- Directed by: Viktor Tourjansky and Giorgio Venturini
- Written by: Damiano Damiani; Federico Zardi;
- Produced by: Giampaolo Bigazzi
- Starring: Belinda Lee; Massimo Girotti; Jacques Sernas;
- Cinematography: Arturo Gallea
- Music by: Michel Michelet
- Production companies: Faro Film; Prora Industrie Cinematografiche e dello Spettacolo; Rialto Film;
- Distributed by: Variety Distribution
- Release dates: 5 December 1957; (Italy) 1961 (UK)
- Running time: 90 minutes
- Countries: France; Italy;
- Language: Italian

= The Goddess of Love =

1957 film

The Goddess of Love (La Venere di Cheronea, Aphrodite, déesse de l'amour), also known as Aphrodite, Goddess of Love, is a 1957 Italian-French epic adventure film directed by Giorgio Venturini and Viktor Tourjansky, and starring Belinda Lee, Massimo Girotti, and Jacques Sernas.

It was shot at the Cinecittà Studios in Rome and is about the sculptor Praxiteles.

==Plot==
Athens and her allies are at war with king Philip II of Macedonia.
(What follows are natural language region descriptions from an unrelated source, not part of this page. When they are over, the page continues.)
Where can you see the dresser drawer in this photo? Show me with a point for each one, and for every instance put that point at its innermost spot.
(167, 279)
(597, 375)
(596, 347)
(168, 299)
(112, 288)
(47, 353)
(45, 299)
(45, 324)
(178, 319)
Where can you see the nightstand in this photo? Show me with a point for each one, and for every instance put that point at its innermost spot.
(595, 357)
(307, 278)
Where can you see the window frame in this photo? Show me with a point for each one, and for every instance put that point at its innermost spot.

Luciano, captain of the Macedonian Army, gets wounded in action and is rescued by Iride, a model of extraordinary beauty who poses for the sculptor Prassitele.

Iride takes Luciano to the sculptor's home where he falls in love with her. Until that point, Prassitele had only considered Iride a model who he used for inspiration to create the statue of Aphrodite, but now he too feels passionately about the young woman.
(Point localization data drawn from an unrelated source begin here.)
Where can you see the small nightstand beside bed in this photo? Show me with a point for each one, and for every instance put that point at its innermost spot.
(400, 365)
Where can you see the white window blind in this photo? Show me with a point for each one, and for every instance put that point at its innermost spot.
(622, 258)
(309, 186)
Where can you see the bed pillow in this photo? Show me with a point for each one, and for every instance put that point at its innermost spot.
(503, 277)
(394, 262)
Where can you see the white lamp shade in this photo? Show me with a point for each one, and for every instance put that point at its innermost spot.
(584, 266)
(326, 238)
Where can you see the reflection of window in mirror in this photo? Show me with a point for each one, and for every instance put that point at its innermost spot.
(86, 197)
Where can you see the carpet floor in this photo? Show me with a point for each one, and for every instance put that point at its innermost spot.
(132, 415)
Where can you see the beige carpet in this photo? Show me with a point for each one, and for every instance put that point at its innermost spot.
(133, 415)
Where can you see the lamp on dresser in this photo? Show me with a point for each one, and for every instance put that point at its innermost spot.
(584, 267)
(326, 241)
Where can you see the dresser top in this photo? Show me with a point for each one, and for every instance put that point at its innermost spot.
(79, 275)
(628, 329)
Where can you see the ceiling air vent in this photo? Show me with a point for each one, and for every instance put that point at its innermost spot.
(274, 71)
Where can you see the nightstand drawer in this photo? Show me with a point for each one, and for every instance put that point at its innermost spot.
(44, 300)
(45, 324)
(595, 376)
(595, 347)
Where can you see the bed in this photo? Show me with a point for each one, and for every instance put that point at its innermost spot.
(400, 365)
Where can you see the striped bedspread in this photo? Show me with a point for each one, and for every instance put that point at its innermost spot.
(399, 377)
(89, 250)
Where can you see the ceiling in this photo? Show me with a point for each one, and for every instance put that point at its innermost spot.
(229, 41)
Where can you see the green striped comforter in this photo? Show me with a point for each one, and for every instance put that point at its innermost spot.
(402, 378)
Iride decides to run away with Luciano and to try to return to the Athenian camp. Prassitele then decides to take revenge on the couple by telling the Athenian soldiers about the two escapees. The soldiers chase them and shoot Luciano with an arrow. He is believed to be dead so Iride is sent back to Prassitele's studio.
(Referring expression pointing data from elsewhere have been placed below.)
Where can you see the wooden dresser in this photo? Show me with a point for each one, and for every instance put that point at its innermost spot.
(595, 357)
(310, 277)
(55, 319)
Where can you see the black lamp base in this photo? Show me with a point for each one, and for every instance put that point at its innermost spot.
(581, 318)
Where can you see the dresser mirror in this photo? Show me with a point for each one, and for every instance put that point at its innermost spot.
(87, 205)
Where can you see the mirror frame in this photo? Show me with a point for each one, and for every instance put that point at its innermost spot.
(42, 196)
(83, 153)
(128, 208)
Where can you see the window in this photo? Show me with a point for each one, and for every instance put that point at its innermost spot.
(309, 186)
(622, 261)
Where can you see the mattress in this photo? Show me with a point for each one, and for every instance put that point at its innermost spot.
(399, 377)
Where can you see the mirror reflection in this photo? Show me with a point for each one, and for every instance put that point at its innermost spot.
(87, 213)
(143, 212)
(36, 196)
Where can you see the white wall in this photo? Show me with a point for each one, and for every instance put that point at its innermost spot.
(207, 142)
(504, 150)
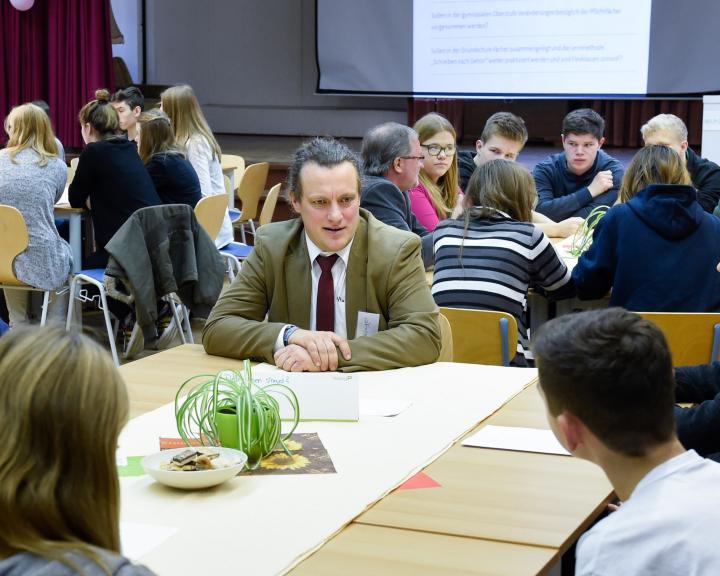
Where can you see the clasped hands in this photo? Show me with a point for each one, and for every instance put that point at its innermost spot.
(312, 351)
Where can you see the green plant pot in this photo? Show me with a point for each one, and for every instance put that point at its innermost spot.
(227, 427)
She tries to forget about Luciano by seeing other men. Meanwhile, the Macedonians continue advancing and Prassitele is killed by the soldiers. After some time, Iride returns to Prassitele's house and while contemplating the unfinished statue of Aphrodite, an alive and well Luciano shows up. Iride confesses to him that she has been with other men and then tries to kill herself, but Luciano forgives her and affirms his love for her.

==Production==
Belinda Lee was borrowed from Rank Studios, who had her under contract. Lee had been spotted by the producers at the Cannes Film Festival who had been impressed by her beauty. Producer Nat Waschberger said Lee "typifies the girl I want for this role. The girl who plays it must have the perfect figure, for revealing costumes she will wear make this essential."

Lee arrived in Italy in early August 1957. It was made at the same time Diana Dors was making a film in Italy. "It's a sensational part," she said. "I have to show more of myself than I've ever done."

The film was going to be called Aphrodite but in October 1957 this was changed to The Virgin of Cheronea in order to avoid confusion with a rival Aphrodite film that was going to be made by Ben Hecht and Robert Haggiag.

During filming Lee began an affair with Prince Orsini which caused much publicity. Filming finished in September, after which Lee returned to London and left her husband. In October 1957 Lee told the press "I had a strict and very ladylike upbringing. When I went to Rome it was the first time I had been abroad on my own. It was marvelous. I even learned to swear."

==Release==
In August 1959 the film was picked up for distribution in the US by Embassy Films. Rights eventually transferred to 20th Century Fox. In December 1960, a heavily cut dubbed version of the film was released in the United States by 20th Century Fox. A different and more faithful dubbed version, with Belinda Lee self-dubbing herself, was released in UK and Eire in 1961.

==Reception==
Variety, reviewing it under the title The Venus of Cheronea, said it "might make a good exploitation item" adding "the camera remains focused on (Lee's) attributes, displayed in various forms of garb."Kine Weekly reported "The opening sequences impress, but early promise of mighty spectacle is not fulfilled," while Harrison's Report described it as "poor... horribly dubbed... badly enacted programmer for the undemanding".